Actualité syndicale et sociale sur le groupe Korian, droit du travail et info par SUD Santé Sociaux

Korian fait ses emplettes en Belgique

C’est ainsi que la presse financière (Cercle finance) a qualifié le renforcement du groupe Korian en Belgique par l’acquisition groupe Foyer de Lork. L’acquisition concerne 14 établissements et plus de 1200 lits * supplémentaires pour le groupe, ce qui devrait offrir 70 millions d’euros supplémentaires au chiffre d’affaires de Korian.

* Le « lit » est l’unité de mesure, la métonymie, récurrente dans le jargon financier qui s’intéresse aux marchés de la dépendance ou de la santé. L’Humain, le Soin, ou encore le Service Public, sont réduis à un nombre de lits, selon une considération pratico-pratique, sans doute plus facile à traduire en termes de gains et de coûts potentiels.

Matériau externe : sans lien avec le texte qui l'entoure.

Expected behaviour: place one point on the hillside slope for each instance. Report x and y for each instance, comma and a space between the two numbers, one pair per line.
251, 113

« Cette opération permettrait à Korian de devenir le deuxième opérateur privé en Belgique dans les résidences services et les maisons de retraite médicalisées et de prendre une position significative dans le secteur de la prise en charge à domicile » indiquait Korian.

Après avoir entendu que les résultats du groupe étaient moins bon que prévu, et que les objectifs n’avaient pas été tous atteints, nous voilà rassuré-e-s sur la santé financière du groupe et sur sa capacité à dépenser bien plus que des pièces jaunes.
Mais comme on ne voudrait pas que le financement de ce type d’investissement ne se fasse sur le dos de l’ensemble du personnel du groupe, on est en droit d’attendre un investissement tout aussi conséquent en faveur de tous les salariés dont le travail a permis de dégager les profits nécessaires à cette acquisition comme à d’autres acquisitions auparavant.

foyerdelork

Pour 70 Millions de plus au CA, ça équivaudra à combien de revenu en plus par salarié-e-s du groupe ?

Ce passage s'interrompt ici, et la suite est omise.